İnsan bedeninde hissedilen her şey, ruhun kapısını çalan bir haberci gibidir. Ağrı, acı ve sızı, farklı yollarla bu kapıyı çalar. İlk başta hepsi aynıymış gibi gelir; bedenin ya da ruhun rahatsızlık içinde verdiği ortak bir tepki. Ama derinlemesine bakınca, aralarında fark olduğunu anlamamak mümkün değil.
Ağrı, genellikle bedenin sesidir. Bir yara, bir kas spazmı ya da bir dişin acımasız çığlığı… Ağrı, doğrudan ve net bir şekilde konuşur. Size nerede olduğunu gösterir, bazen dayanılmaz bir şekilde bağırır, ama genelde tedavi edilebilir bir tarafı vardır. Bir ağrı kesici ya da bir dişse kanal tedaviyle susturulabilir. Ancak bu susturma, her zaman huzur getirmez; çünkü ağrı, yalnızca bir sonucun habercisidir. Sebep, onun arkasında sessizce gizlenir.
Acı, daha farklıdır. Acı, ruhun gözyaşıdır. Bedene değil, doğrudan kalbe ya da zihne dokunur. Bir kaybın ardından gelir, bir ayrılığın peşine takılır ya da hayal kırıklıklarıyla filizlenir. Acı, sadece hissedilir; yeri yoktur, çünkü her yerdedir. Ne bir ilaçla geçer ne de zamanın sihirli değneğiyle tamamen silinir. Acı, insanı insan yapan o derin kuyudur. Acıyla büyürüz, onunla olgunlaşırız, ama asla ona alışmayız.

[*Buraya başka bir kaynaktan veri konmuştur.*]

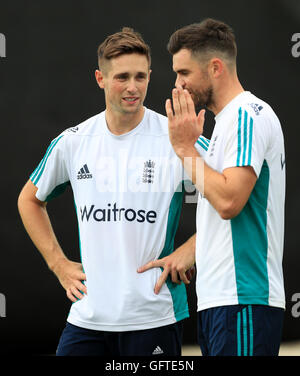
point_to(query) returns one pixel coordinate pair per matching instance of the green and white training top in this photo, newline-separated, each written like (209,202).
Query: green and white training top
(239,261)
(128,192)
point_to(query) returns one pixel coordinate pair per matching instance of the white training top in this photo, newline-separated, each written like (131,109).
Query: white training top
(128,197)
(239,261)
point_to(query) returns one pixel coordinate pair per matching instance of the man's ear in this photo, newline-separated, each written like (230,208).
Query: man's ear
(99,78)
(216,67)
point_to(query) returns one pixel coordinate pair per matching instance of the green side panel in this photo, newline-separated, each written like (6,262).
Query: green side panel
(250,244)
(178,292)
(57,191)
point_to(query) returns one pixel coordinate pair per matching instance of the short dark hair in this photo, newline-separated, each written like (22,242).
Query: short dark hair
(126,41)
(201,38)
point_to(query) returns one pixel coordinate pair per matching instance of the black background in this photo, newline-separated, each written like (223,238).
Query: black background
(47,84)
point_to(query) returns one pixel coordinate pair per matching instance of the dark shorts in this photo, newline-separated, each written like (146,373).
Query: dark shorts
(162,341)
(240,330)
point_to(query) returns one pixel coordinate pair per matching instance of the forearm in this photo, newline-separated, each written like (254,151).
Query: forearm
(38,226)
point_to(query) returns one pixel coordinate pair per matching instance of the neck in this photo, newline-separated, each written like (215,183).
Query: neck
(225,93)
(121,123)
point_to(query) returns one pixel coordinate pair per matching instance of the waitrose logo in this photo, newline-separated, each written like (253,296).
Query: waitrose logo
(114,214)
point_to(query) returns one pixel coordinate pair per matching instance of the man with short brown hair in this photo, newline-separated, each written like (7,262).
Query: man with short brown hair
(240,218)
(126,181)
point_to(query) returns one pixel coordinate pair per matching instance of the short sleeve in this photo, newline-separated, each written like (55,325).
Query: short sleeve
(247,140)
(51,175)
(202,145)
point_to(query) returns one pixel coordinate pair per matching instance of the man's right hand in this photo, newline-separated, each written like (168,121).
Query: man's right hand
(71,276)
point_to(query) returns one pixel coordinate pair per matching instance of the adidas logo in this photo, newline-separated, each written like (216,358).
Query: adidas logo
(157,351)
(84,173)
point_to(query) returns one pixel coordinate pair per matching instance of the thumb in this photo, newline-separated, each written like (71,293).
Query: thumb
(200,121)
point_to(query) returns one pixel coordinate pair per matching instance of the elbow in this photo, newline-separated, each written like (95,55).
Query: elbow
(229,210)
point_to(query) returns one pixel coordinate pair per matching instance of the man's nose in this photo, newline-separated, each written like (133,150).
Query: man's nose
(131,86)
(179,82)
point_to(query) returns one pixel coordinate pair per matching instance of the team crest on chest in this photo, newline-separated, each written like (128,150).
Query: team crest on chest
(148,172)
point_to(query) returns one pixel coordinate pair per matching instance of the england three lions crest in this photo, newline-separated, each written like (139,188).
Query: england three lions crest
(148,172)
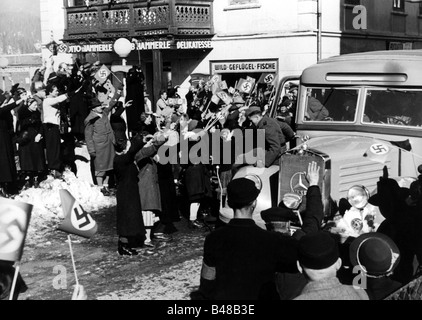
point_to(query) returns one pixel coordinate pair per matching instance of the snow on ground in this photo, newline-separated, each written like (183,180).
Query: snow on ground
(176,283)
(47,209)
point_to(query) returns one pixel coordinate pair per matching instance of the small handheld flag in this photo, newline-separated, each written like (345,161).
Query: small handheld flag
(378,152)
(14,222)
(76,220)
(102,74)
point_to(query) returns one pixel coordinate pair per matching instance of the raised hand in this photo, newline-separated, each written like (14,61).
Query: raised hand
(313,174)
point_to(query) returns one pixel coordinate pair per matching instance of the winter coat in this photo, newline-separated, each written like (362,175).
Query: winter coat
(274,140)
(31,153)
(316,111)
(128,208)
(7,156)
(100,140)
(149,190)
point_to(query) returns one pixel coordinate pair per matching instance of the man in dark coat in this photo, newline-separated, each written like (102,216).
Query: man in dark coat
(130,226)
(275,142)
(8,173)
(241,259)
(135,93)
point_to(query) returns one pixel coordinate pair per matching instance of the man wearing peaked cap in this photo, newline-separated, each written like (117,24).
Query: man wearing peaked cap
(241,259)
(377,256)
(100,142)
(275,142)
(319,260)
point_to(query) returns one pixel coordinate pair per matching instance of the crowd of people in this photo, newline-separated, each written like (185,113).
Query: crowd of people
(155,164)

Sızı ise daha farklı bir sestir. O, ağrı ve acının arasında, ince bir ip üzerinde yürür. Sessiz ama sürekli bir dokunuştur. Tıpkı hafifçe çalan bir keman gibi, aralıksız bir melodiyle sizi takip eder. Sızı, kendini unutturmaz. Bazen bir özlemdir, bazen geçmişten gelen bir hatıra. En tehlikelisi de budur belki. Çünkü sızı, çekilebilir gibi görünür. İnsan onu hayatının bir parçası haline getirir. Oysa derinlere kök salmıştır; fark ettirmeden büyür, varlığını hissettirmeden sizi ele geçirir.
Ağrı kesilebilir, acı zamanla hafifleyebilir, ama sızı kalır. Sessizce, sakince, belki de bir ömür boyu…
Ağrı, bedenin haykırışı.
Acı, ruhun isyanı.
Sızı, ikisinin uzlaşmaz diyaloğu.
Bir insanın yaşadıklarına verdiği tepki, onun karakterini şekillendirir. Ağrıya sabretmek güç gerektirir. Acıyla yüzleşmek cesaret ister. Sızıyı taşımak ise bir sanattır. Çünkü sızı, insanın yaşamına işlenmiş bir nakış gibidir; onu yok etmek mümkün değildir.
Sahi, siz hangi sesle başa çıkmaya çalışıyorsunuz?